What we are really concerned about here is ensuring that Solr starts every time our server boots up so that we don't have to remember to start it by hand and if something happens in the middle of the night, it just recovers on its own. So that's easily done. We just say sudo systemctl enable vufind. And now the system has enabled the service based on that wanted by setting we put in the service file it knows that when it's enabled it needs to start up whenever the system is running in multi user mode and accepting connections.

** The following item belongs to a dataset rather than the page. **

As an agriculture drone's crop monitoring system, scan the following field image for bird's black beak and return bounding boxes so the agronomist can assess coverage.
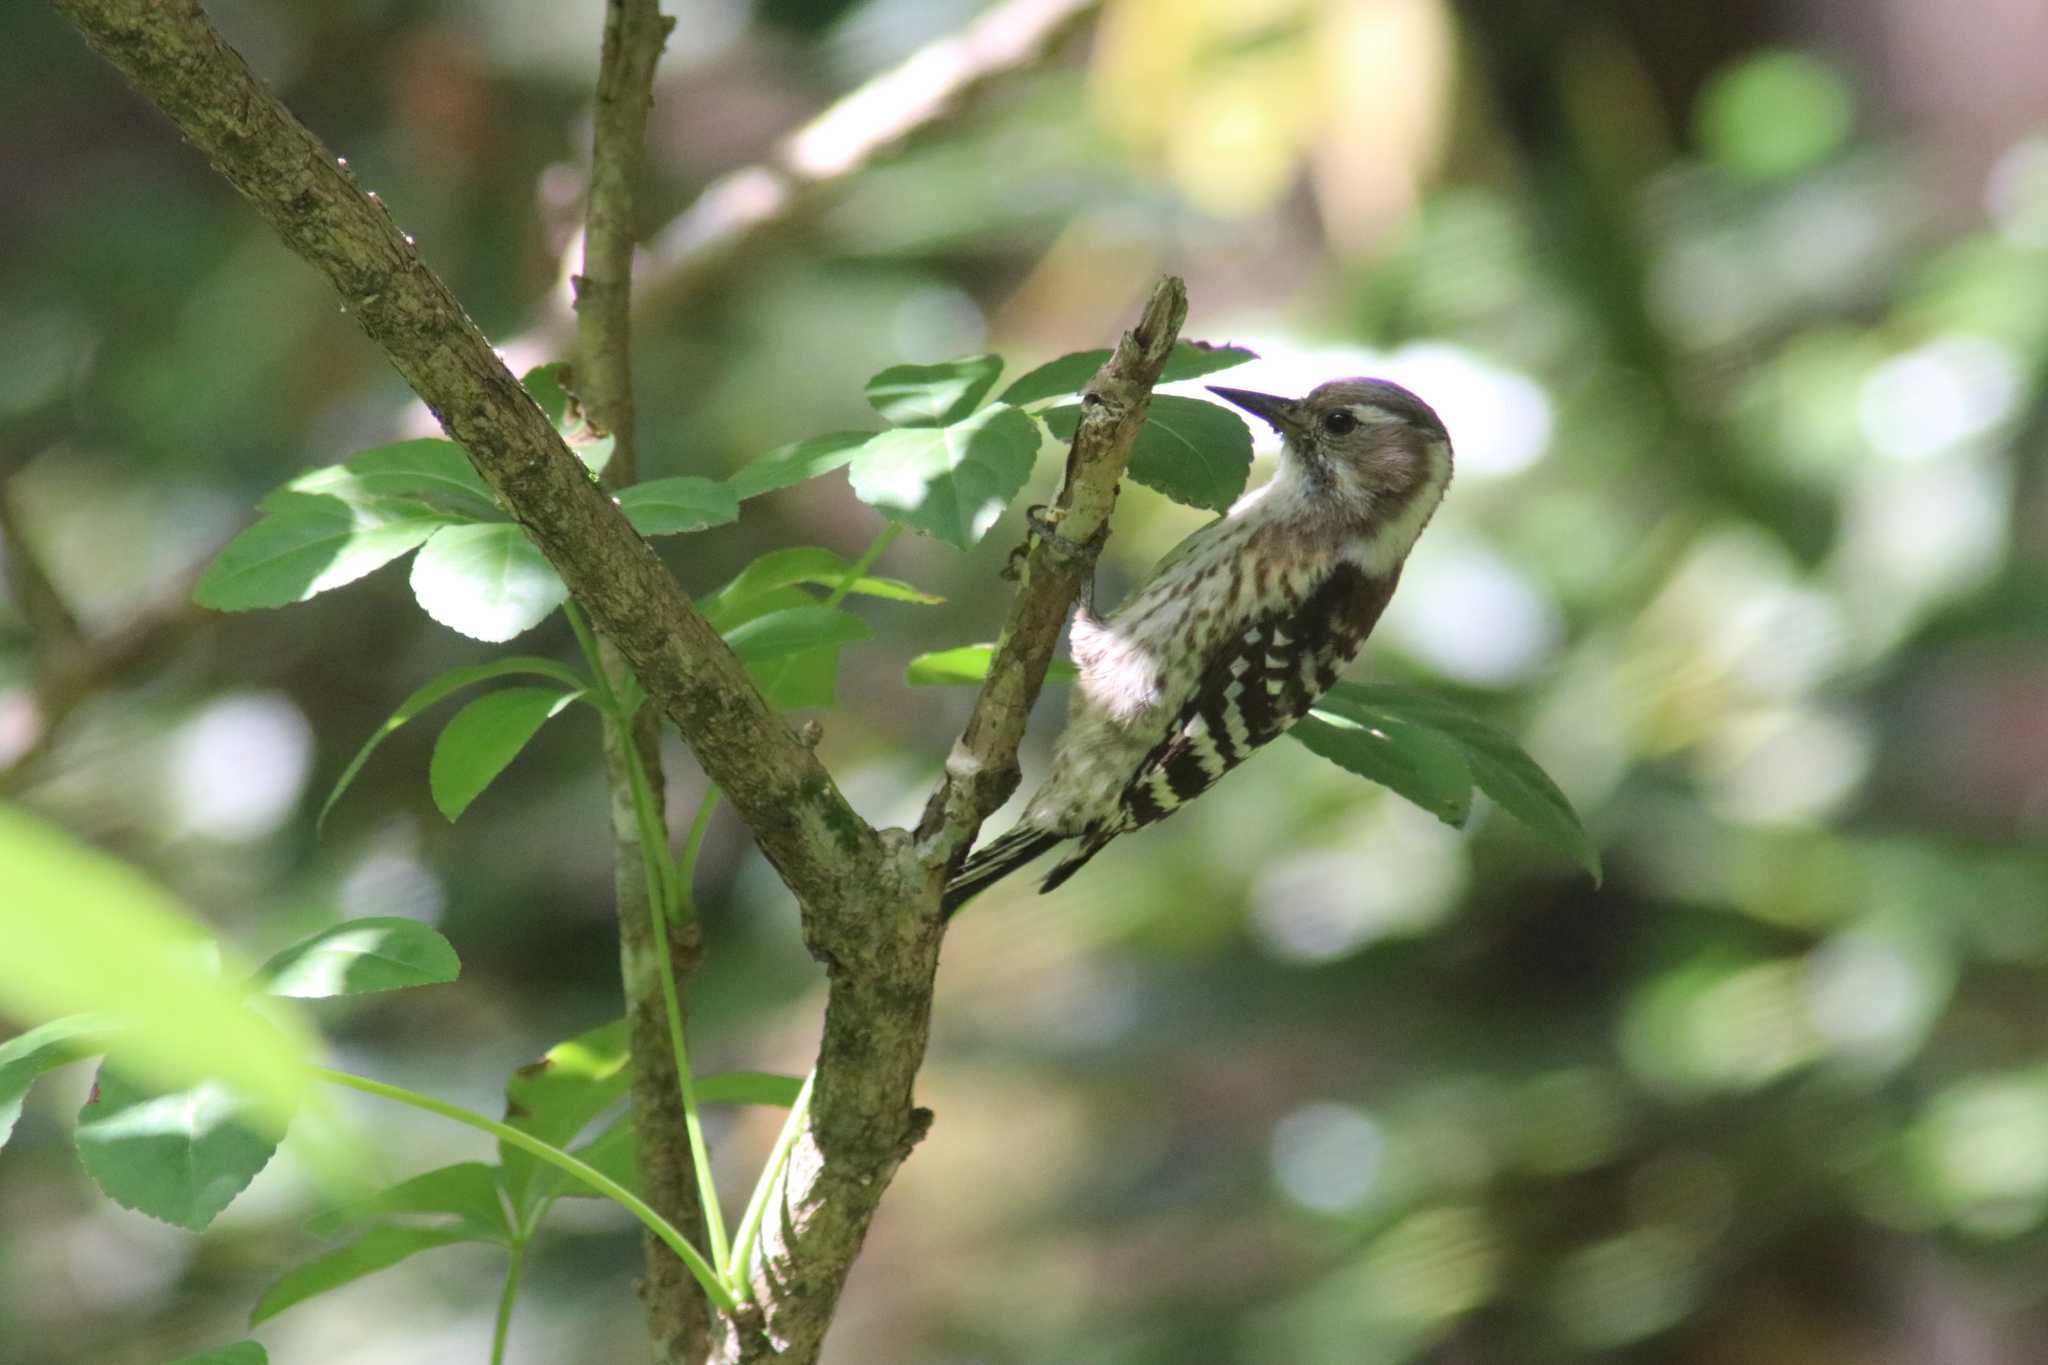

So let's prove that this works and reboot the server. All right. So now I'm going to log in, and now if everything worked, I should be able to open up a web browser and access my VuFind instance and do searches without having to manually start anything. So here's VuFind. Do a blank search. Results. We are successful. Now that we've covered getting Solr to start automatically, let's also talk a little bit about cleaning up, because VuFind potentially has a lot of users accessing it, and some of the activity that users perform creates traces that can over time accumulate into quite a bit of data. So first of all, search history. Every time anybody does a search, it creates a row in a database in MySQL or whatever database platform you're using called search. The reason for the search table is that it allows us to maintain a search history. So if I go here and look, I can see that I did a blank search. Every user has a search history maintained in the search table. Also, there's the save button here, so users can potentially save their searches so that they can refer back to them in future. Also, recent releases of VuFind have a notification feature that when enabled lets people subscribe to searches and get e-mails indicating what new results have showed up in those sets. So it's useful to have this database, but of course, the vast majority of searches that get entered in the database are just forgotten about and never referred to again, and if you have people doing thousands or millions of searches in your system, this database table can get really big. Fortunately, VuFind has a command line utility called expire searches, which will clean out the table.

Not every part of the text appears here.